Yolculuk: İslâm, insanlara üstesinden gelemeyecekleri mükellefiyetleri yüklemez. Emirler takat ölçüsündedir. Yolculuk ise, zaman zaman meşakkat ve sıkıntıların olduğu bir durumdur. Böyle bir durumdaki Müslüman yolculuğun vereceği meşakkat karşısında oruç tutmada zorlanabilir. Bundan dolayıdır ki Cenab-ı Hakk, Bakara suresinin 184. âyetinde bu durumdaki kimselere oruç tutmama noktasında ruhsat vermiştir. Seferde iken oruç tutmayan daha sonra kaza eder. Ancak dileyen kimseler, yolcu oldukları halde bu orucu tutabilirler.

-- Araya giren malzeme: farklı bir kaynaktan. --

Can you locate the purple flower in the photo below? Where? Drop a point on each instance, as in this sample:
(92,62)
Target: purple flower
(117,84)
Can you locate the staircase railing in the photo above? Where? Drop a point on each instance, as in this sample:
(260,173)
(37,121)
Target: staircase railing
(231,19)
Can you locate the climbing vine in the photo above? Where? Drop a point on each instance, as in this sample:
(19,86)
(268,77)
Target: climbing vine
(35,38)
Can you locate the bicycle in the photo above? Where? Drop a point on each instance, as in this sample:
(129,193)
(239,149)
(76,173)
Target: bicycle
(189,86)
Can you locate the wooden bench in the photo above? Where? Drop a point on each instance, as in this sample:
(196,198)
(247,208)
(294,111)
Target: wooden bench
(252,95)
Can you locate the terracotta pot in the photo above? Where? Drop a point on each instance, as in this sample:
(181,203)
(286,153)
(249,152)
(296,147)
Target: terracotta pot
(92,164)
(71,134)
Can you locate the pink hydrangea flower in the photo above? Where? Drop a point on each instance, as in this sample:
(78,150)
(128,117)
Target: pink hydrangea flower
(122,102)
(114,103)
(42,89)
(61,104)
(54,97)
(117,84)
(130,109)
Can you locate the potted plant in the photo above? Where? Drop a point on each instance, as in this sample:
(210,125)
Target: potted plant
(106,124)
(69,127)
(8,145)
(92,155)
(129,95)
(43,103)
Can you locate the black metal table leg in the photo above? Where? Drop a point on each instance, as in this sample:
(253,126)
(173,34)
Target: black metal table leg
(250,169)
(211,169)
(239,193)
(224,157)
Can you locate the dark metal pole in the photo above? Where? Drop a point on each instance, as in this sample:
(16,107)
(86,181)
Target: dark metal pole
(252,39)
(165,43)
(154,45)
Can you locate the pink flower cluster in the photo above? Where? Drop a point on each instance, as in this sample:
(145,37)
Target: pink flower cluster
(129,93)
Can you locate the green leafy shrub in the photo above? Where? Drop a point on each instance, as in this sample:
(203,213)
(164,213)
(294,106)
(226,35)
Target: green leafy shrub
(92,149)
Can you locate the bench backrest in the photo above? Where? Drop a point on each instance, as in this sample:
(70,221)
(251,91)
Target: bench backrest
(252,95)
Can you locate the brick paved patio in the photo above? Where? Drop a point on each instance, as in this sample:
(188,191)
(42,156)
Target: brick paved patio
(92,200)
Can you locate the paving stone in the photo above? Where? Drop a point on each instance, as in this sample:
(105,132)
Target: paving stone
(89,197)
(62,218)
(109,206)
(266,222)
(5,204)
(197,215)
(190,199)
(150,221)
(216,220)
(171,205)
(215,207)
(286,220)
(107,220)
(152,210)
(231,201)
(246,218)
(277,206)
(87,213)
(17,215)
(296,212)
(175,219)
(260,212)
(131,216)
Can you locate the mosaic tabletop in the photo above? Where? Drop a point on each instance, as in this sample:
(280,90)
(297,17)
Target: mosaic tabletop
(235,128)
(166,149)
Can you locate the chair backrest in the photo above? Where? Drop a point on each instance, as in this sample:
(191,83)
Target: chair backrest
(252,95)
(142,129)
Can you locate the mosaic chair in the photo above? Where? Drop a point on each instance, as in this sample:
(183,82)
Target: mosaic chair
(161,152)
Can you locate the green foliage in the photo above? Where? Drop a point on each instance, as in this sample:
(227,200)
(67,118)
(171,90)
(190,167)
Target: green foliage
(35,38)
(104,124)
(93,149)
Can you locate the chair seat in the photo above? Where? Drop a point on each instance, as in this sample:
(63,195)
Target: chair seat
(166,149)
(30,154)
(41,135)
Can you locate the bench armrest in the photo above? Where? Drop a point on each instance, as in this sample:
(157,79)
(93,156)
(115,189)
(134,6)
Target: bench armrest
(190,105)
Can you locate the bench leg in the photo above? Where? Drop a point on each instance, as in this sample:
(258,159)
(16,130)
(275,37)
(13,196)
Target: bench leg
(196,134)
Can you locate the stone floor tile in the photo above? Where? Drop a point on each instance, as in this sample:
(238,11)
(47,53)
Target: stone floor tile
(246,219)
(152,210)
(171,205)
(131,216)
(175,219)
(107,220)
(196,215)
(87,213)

Hastalık: Yüce Yaratıcı, oruç tutamayacak kadar hasta olan kimselere de ruhsat vermiş, oruç mükellefiyetinden onları istisna etmiştir. Bunlar iyileştikten sonra tutamadıkları orucu kaza ederler. Burada hastalığı tam olarak tarif etmek gerekir. Hastalık, insanın hayatî fonksiyonlarının muntazam şekilde seyir etmemesi veya etraftan gelen uyarılara cevap verilmeme hali olarak tarif edilebilir. Hastalık, oldukça ciddi ve tedavi gerektiren bir durum olabileceği gibi basit bir rahatsızlık da olabilir. Bu ayırımı yapmayı yani oruç tutup tutmaması gereken kimseleri ayırmayı İslâm, Tabib-i Müslim-i Hâzık'a, (müslüman mütehassıs hekime) bırakmıştır. Tabiatıyle rastgele bir kimseye danışarak oruç tutmamak Allah katında o şahsa manevî mesuliyet yükler.

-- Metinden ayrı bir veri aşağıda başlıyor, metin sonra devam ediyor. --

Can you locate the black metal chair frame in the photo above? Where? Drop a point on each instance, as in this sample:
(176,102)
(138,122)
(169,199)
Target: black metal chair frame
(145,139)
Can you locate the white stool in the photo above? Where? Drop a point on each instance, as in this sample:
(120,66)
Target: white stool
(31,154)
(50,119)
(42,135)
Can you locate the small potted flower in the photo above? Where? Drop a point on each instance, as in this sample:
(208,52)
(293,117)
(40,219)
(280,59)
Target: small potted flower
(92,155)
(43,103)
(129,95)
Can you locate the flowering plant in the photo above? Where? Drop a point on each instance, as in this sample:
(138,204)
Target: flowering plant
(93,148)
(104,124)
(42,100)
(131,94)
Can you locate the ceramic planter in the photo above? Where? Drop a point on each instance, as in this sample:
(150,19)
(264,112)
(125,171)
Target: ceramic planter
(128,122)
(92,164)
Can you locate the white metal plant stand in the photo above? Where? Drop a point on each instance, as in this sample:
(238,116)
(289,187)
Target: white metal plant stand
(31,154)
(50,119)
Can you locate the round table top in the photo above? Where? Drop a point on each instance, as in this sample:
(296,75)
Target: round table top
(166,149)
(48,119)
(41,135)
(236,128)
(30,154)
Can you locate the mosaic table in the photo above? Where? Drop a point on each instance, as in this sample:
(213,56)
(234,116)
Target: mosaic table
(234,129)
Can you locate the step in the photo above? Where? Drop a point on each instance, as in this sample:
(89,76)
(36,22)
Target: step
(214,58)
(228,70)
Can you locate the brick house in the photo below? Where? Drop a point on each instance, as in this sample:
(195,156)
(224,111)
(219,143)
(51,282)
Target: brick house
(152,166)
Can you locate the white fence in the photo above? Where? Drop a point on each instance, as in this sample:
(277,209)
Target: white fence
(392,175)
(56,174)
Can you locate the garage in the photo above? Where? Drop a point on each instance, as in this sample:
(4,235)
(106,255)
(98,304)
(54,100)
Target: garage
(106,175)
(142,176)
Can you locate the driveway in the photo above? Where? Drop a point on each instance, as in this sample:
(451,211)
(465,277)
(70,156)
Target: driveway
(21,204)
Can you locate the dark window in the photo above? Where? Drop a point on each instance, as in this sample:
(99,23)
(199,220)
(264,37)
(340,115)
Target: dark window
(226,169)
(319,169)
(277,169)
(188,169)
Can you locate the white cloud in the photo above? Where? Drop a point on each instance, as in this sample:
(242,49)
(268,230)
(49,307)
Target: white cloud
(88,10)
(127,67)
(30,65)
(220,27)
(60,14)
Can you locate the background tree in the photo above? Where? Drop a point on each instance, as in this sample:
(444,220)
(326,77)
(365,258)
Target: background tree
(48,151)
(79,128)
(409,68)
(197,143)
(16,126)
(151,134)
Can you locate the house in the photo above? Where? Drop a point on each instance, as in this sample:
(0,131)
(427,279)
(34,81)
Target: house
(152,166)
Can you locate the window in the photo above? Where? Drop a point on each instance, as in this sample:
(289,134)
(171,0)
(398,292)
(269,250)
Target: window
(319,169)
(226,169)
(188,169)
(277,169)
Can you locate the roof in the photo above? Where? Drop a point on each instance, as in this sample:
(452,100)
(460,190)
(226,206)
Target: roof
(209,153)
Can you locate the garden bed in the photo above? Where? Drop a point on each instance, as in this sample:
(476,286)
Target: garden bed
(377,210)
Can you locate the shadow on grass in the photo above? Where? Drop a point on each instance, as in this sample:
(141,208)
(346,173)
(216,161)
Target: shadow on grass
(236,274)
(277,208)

Gebelik ve çocuk emzirmek: Gebe olan ya da çocuğunu emzirme durumunda olan kadınlar, gerek kendilerine, gerekse çocuklarına bir zarar gelmemesi için, oruç tutmama noktasındaki ruhsata dahildirler ve daha sonra müsait olduklarında kaza ederler. (Bkz: İbn Mâce, Sıyâm 3)

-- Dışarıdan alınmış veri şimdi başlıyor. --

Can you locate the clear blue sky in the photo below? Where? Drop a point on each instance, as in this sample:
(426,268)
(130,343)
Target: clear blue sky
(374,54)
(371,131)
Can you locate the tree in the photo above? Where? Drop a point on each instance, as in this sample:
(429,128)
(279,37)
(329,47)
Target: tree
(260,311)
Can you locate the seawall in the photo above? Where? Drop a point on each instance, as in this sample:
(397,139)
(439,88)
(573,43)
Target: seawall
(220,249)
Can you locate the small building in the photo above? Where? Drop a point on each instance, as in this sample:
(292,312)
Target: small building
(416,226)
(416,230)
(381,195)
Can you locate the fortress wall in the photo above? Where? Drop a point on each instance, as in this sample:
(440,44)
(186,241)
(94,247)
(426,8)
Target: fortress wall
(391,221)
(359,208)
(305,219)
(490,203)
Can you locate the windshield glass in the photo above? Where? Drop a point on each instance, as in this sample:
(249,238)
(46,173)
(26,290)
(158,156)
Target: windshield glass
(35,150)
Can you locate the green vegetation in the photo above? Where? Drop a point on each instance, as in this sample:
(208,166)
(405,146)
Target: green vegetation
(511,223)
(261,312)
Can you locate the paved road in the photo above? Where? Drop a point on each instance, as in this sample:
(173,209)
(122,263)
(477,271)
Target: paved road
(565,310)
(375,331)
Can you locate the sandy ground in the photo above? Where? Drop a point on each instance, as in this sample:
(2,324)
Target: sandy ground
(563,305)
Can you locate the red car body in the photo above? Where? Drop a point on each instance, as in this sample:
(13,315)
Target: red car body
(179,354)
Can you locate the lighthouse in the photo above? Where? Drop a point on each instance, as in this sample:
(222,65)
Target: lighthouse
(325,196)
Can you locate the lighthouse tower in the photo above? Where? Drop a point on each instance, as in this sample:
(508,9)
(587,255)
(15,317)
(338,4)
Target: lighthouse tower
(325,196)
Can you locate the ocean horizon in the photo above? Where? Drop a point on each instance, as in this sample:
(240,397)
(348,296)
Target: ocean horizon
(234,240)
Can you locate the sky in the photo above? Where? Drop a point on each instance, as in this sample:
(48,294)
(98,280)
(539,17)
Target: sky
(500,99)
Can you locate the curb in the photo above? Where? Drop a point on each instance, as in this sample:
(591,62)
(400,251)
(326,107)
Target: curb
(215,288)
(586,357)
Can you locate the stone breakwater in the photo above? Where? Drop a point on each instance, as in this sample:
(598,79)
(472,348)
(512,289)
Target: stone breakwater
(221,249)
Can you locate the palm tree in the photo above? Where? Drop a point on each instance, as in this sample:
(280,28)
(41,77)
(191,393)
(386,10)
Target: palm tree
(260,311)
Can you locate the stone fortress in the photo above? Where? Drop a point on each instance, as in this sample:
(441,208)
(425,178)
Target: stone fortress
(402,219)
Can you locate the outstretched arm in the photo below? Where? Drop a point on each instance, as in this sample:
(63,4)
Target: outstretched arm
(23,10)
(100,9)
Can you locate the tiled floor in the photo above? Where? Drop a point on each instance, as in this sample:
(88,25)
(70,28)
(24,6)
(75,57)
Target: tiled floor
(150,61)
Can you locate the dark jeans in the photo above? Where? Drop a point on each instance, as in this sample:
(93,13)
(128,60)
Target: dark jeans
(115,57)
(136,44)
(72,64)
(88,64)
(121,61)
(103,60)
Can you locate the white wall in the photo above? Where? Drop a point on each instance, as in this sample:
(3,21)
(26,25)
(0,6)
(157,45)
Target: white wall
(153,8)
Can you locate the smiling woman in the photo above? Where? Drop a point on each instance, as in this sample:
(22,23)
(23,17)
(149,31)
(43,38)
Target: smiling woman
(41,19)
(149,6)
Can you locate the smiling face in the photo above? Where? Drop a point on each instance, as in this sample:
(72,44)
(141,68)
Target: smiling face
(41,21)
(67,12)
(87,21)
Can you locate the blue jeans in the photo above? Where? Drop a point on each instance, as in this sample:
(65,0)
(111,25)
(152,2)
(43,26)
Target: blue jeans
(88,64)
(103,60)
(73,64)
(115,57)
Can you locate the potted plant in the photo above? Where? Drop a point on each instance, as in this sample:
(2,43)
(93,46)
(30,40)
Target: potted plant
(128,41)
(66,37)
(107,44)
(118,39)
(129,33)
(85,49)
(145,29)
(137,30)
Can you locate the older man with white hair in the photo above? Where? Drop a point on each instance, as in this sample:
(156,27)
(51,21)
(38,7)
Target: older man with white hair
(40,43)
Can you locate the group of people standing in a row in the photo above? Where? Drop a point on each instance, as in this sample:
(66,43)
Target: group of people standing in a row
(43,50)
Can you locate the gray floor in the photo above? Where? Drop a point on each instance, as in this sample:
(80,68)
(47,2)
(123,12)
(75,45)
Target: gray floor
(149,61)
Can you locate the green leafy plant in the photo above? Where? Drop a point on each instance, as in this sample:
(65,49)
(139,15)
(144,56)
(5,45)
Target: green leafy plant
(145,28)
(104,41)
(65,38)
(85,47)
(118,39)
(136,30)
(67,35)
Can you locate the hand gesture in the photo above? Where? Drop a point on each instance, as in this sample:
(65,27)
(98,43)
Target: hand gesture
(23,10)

Yaşlılık: İslâm, oruç tutamayacak kadar yaşlı olan kimselere ruhsat tanımış, tutamadıkları her gün için bir fakir doyurmak suretiyle bu onları bu ibadetten muaf tutmuştur.

Aşırı açlık ve susuzluk: Oruçlu olan bir kimse, aşırı açlık ve susuzlukla karşı karşıya kalsa, orucun, onun beden ve ruh sağlığını ciddi boyutta etkileyeceğinden endişe etse yahut doktor bu hususta kendisine tutmaması noktasında rapor vermiş olsa, bu kimse de oruçtan muaf tutulmuş olup, sağlığına kavuştuğunda, tutamadığı günler kadar tutmak suretiyle bu ibadeti yerine getirmiş olur.

İkrah: Yani zorla oruç tutturulmamak halidir. Birisi oruç tutana, "Orucunu bozmazsan seni öldürürüm veya bir uzvunu keserim" diye tehdit etmişse, dediğini yapmaya gücü yetiyorsa, oruçlunun orucunu bozması mübah olur.